Younger Australians set to live their lives in the Asian Century are going to appreciate the value of dollars and sense, as it were, even more. It's all part of the Labour government's proposed Australian Curriculum.

It was agreed, as a national initiative, that every Australian child be entitled to a basic education in economics and business concepts. Until now economics and business subjects were only available as an elective at years 11 and 12. To paraphrase Bob Hawke, ''By 2020, no Australian child will live in economic illiteracy''.

The idea is to sow a great economics and business literacy among the young. Children in years 5 to 8 will be introduced to economic concepts such as scarcity, choice, resources, markets, opportunity cost and business concepts such as revenue, cost, profit and return on investment.

Broadly, the agenda for the new subject revolves around four key ideas, namely, making choices, the business environment, consumer and financial literacy and the world of work and how it's rapidly changing.

Parts of the American education system already offer economics and business to primary school children. American educators have already identified that children are exposed to latent economic and business concepts in their reading and viewing, even if they do not realise it.

An academic paper on the story lines of the literature of Dr Seuss identified scarcity, choice and economising approaches to life problems. Even episodes of The Simpsons that exhibit economics and business concepts are used in American classrooms. Of course, economics is, as the great Cambridge economist Alfred Marshall put it, the study of mankind ''in the ordinary business of life''.
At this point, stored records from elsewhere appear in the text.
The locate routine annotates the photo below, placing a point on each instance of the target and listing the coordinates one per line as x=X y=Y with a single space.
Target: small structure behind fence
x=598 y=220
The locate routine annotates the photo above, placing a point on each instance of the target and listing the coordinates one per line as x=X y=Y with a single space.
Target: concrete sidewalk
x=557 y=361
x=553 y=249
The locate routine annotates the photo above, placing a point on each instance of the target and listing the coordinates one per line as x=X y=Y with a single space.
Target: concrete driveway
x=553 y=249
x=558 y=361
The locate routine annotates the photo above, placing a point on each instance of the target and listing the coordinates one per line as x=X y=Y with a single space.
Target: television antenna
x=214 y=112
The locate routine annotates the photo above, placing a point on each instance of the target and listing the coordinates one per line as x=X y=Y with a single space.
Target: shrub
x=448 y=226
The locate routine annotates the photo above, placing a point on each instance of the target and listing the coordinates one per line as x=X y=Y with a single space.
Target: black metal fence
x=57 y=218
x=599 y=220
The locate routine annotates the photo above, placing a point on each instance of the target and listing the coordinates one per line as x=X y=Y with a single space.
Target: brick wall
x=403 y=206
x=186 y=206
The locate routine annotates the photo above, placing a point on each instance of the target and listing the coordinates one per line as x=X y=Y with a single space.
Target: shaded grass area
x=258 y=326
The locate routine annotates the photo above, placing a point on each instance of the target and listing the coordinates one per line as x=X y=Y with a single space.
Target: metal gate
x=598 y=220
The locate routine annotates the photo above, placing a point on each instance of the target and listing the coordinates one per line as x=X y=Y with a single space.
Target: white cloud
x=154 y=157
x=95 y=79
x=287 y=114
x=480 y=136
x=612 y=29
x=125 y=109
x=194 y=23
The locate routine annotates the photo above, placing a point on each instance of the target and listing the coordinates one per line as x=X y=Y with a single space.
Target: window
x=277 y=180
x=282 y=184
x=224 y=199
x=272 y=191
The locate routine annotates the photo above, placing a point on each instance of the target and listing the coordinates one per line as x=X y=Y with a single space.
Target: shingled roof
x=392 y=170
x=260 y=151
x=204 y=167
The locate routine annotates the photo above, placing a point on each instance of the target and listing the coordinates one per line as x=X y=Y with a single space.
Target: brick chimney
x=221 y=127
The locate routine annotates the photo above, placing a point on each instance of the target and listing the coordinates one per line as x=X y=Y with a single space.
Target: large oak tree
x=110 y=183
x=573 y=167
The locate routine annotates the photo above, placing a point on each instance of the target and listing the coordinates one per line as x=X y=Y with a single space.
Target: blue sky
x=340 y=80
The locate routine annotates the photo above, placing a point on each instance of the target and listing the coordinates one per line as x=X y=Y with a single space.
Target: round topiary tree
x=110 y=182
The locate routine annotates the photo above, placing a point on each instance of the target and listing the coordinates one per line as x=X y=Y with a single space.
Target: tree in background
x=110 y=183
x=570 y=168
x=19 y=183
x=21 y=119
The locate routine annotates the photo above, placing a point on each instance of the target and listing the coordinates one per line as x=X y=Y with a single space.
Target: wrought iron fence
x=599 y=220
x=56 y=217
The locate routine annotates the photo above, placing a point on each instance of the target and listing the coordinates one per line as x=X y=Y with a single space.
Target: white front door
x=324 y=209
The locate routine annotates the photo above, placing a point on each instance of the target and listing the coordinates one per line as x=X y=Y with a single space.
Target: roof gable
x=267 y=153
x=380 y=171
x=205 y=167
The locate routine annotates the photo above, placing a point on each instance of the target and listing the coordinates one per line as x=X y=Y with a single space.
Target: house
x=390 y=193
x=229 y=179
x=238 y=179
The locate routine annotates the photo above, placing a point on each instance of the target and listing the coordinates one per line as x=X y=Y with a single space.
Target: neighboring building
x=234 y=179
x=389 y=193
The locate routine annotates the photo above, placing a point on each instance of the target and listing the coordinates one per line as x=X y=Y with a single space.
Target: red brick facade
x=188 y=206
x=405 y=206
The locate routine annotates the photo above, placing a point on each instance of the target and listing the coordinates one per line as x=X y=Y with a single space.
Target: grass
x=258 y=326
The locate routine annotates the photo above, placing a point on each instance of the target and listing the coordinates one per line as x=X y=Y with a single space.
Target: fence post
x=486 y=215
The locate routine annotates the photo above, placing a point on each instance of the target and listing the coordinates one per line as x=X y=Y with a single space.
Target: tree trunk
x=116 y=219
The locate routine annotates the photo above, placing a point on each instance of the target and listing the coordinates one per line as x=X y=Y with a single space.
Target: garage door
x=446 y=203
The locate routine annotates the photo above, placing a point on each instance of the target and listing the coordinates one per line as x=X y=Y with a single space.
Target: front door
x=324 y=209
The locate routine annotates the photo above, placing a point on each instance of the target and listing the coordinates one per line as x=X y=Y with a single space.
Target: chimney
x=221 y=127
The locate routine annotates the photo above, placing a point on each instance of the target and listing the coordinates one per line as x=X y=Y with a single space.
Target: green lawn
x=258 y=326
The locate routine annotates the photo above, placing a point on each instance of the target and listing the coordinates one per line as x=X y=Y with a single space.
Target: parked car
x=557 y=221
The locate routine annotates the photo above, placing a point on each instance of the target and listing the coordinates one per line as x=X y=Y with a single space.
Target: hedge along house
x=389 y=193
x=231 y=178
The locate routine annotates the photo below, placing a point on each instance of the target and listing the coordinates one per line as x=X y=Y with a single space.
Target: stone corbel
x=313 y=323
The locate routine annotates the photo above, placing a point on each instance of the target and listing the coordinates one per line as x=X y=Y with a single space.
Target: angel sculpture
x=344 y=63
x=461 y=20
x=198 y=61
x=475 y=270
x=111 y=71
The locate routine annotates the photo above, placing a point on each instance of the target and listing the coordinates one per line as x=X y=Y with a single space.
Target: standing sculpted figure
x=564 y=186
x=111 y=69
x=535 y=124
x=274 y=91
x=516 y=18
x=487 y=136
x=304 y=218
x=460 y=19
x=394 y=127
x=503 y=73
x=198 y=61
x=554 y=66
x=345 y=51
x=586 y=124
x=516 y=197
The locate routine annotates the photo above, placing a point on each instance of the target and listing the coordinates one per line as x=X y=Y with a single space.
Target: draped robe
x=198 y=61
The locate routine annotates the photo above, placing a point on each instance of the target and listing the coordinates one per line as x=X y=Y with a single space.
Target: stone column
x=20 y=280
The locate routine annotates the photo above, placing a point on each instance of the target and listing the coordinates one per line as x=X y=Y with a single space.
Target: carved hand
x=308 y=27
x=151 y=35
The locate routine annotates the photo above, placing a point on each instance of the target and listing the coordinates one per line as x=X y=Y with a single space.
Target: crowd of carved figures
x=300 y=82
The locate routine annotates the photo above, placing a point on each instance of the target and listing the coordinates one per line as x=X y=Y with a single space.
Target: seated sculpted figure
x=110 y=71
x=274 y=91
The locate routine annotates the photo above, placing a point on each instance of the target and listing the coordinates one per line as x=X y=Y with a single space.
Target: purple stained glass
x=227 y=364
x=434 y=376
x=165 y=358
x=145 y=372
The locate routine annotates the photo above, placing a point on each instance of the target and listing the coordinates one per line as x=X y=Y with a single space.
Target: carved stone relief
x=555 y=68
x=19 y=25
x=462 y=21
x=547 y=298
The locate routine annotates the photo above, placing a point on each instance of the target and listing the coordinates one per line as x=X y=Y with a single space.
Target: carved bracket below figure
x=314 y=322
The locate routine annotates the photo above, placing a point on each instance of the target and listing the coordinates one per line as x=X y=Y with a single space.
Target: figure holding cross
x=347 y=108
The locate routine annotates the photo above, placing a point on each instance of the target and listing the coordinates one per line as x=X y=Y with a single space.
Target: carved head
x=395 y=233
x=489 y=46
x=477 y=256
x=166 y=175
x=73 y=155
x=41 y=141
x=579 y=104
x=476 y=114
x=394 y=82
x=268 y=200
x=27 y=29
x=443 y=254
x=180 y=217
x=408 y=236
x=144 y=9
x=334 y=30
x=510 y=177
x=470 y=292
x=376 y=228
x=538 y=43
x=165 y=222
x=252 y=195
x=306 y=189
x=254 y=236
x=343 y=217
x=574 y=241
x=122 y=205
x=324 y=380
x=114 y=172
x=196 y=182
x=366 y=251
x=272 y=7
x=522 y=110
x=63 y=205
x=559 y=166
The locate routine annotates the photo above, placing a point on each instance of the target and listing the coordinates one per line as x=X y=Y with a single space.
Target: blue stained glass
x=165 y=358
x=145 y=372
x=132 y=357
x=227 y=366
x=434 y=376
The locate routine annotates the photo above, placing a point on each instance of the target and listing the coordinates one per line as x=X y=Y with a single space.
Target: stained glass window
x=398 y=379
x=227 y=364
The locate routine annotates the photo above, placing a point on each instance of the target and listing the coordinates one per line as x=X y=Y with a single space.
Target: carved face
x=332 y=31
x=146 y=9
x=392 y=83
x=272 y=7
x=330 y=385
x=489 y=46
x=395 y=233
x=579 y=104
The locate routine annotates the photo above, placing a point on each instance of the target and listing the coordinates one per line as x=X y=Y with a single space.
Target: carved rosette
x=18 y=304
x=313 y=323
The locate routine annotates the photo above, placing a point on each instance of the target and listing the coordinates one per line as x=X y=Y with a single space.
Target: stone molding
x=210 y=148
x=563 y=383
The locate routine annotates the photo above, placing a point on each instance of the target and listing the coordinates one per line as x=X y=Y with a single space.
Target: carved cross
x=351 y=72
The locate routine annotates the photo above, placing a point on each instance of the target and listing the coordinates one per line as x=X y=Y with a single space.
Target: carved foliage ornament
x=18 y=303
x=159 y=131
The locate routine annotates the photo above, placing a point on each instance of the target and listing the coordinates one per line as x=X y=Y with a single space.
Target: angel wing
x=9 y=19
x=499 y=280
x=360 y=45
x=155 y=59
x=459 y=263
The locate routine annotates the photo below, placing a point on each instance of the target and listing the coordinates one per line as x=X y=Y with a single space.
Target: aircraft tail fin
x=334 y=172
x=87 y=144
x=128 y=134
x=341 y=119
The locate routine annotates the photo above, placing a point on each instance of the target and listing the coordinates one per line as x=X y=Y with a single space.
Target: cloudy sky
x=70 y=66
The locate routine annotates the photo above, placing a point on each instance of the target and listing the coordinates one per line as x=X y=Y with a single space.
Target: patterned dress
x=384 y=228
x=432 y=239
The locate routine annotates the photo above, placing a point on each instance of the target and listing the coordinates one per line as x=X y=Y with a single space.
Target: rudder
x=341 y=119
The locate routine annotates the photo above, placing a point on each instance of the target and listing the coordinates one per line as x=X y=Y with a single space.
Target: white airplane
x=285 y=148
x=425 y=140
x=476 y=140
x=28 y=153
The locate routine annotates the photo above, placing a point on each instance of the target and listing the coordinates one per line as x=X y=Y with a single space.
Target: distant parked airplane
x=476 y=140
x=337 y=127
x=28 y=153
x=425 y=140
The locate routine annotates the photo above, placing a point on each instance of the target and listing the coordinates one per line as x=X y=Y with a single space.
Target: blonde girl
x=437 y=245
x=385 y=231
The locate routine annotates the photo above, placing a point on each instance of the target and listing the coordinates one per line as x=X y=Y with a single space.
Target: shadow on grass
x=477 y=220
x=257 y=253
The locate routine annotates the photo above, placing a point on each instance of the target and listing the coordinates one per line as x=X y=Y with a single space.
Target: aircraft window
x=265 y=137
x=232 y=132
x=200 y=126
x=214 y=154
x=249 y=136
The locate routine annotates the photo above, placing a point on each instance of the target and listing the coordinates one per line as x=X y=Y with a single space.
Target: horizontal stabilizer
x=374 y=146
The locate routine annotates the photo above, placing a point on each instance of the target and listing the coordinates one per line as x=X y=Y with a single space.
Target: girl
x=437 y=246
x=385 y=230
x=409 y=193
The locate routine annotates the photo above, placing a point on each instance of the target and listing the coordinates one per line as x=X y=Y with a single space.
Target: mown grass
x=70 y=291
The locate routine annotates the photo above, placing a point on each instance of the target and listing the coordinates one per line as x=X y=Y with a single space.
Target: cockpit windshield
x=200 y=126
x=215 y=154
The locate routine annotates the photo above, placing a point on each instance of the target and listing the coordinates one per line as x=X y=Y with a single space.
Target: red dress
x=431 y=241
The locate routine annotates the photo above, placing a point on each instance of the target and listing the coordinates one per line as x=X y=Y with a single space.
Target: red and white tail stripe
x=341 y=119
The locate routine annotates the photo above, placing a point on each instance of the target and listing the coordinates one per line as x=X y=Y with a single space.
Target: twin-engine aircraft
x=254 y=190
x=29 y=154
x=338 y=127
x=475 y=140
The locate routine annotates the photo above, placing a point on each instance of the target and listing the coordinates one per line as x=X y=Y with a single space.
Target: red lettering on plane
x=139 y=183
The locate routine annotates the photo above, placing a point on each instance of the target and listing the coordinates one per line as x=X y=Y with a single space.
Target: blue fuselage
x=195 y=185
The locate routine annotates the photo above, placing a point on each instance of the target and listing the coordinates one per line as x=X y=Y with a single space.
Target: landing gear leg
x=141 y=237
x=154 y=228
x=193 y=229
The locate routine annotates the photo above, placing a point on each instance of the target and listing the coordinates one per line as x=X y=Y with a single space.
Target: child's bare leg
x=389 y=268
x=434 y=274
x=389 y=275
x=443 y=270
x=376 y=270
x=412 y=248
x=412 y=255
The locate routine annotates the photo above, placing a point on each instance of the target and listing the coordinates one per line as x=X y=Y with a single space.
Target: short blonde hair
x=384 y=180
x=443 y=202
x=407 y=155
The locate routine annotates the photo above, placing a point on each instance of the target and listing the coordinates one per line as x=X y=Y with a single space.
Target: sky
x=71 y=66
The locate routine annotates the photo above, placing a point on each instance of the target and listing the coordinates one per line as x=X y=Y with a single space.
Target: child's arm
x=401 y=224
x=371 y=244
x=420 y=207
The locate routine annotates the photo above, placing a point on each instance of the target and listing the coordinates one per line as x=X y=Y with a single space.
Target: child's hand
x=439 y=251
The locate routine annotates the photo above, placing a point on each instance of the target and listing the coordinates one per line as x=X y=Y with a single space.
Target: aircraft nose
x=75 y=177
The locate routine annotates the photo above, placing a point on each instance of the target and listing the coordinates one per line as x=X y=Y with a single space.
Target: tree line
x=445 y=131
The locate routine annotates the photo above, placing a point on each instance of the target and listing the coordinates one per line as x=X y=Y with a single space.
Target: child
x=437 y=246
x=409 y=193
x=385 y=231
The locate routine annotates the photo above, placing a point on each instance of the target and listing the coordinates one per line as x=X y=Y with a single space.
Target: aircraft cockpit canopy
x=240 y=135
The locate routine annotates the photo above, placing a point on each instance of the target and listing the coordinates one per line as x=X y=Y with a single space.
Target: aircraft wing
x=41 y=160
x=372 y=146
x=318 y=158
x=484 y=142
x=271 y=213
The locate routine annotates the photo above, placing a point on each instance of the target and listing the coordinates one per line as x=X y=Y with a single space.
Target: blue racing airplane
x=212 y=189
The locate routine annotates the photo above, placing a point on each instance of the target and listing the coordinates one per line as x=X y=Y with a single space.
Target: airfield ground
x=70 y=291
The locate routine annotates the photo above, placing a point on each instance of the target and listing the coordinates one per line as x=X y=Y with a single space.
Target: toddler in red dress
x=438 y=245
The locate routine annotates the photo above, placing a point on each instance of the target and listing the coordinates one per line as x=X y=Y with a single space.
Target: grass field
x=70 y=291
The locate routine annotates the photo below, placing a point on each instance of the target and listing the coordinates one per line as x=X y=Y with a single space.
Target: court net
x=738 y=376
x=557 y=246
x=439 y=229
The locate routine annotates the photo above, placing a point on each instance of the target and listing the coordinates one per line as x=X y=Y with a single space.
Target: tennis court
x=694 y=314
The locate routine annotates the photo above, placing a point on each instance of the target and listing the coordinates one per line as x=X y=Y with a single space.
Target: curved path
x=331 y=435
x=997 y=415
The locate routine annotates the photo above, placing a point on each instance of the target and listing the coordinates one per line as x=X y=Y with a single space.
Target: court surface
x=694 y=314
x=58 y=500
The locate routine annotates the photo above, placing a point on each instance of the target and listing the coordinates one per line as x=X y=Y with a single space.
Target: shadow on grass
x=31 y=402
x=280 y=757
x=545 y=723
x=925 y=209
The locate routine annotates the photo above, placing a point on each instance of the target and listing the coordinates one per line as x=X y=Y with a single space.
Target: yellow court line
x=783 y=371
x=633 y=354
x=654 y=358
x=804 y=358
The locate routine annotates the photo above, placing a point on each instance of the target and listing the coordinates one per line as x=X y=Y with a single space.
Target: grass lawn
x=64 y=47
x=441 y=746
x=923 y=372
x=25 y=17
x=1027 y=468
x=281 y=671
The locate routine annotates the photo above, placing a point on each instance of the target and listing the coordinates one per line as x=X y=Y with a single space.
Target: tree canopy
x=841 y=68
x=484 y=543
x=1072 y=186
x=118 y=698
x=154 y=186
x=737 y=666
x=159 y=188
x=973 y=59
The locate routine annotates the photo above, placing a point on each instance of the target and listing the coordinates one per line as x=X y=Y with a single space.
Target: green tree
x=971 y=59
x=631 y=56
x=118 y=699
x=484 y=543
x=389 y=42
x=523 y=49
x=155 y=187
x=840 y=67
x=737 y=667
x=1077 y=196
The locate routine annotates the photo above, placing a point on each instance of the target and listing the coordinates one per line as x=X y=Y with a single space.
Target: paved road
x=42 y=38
While Economics and Business will take up only 2 per cent of the curriculum in those four years of schooling, it will be enough to give children a sense of the world and the worth of participating in the economy as consumers and producers.

It is a revolutionary step in education. The returns of doing so will all be long run; children will be introduced to consumer and financial literacy so as to avoid being delinquent in those matters when they become young adults. Apparently the biggest cause of bankruptcy among under-25s is mobile phone bills.

Who knows? In every Australian household Dad can be Treasurer and Mum the RBA governor. Children might be able to converse over the kitchen table about household finances including school fees and the mortgage.

In the longer term, as young adults, they will become a little prepared to identify the humbug and cant uttered by squabbling politicians. An economically enlightened electorate in the making! That would be something.

The next stage is to start designing content for the curriculum for the nominated four years and also material for years 9 and 10, which will be optional for schools.

After consultation the curriculum will be finalised at year's end before being signed off by Australia's ensemble of education ministers.

Alex Millmow, a senior lecturer in economics at the University of Ballarat, was one of the panel of experts who wrote the Shape paper.